Had a lesson in making chapatis this week…
James and Pauline came for lunch on Tuesday and I went to buy flour. This was the deal: Pauline would show me how to make chapatis and then we’d all eat them. James prowled my house hungrily while Pauline and cooked and talked about hair-styles and relationships, in the kitchen.
The recipe is deceptively simple. Just take an unspecified amount of nap hal wheat flour, add a spoonful of sugar and a pinch of salt and mix, then add an unspecified amount of warm water and knead until the dough forms a beautiful cohesive lump that has just the right consistiency. (I don’t know, practise I suppose). Leave that to rest for ten minutes (or less when there are hungry men in the house, teaching themselves to juggle and looking through all your photographs), pour over an unspecified amount of oil and knead again (or was that before resting the doung? before I think, oh heck! why didn’t I take notes?) then pull small lumps off, one at a time, and roll them out on a floured borad.
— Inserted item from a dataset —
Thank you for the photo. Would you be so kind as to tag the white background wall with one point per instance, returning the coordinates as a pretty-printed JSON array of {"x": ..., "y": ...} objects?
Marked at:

For extra texture in the finished bread cover one of these with oil and roll it up, then tie the roll in a knot to form a new lump and roll that out. Then place the flat breads in a hot dry hot pan to dry them out then fry them with a little oil for an unspecified amount of time until they are done. Can be eaten immediately or stored and re-heated later.
African chapatis are thicker than Indian ones I have experienced, the knotting method gives them a layered texture and introduces more oil.
Delicious with, for example, a stew of green grams, spring onions and tomatoes (are green grams the same thing as mungbeans? Chris, do you know?) or as a snack with tea: spread with peanut butter!
I’m still enjoying the ones we made on Tuesday, it remains to be seen whether I can make them myself or whether I end up producing some pankake of my own invention.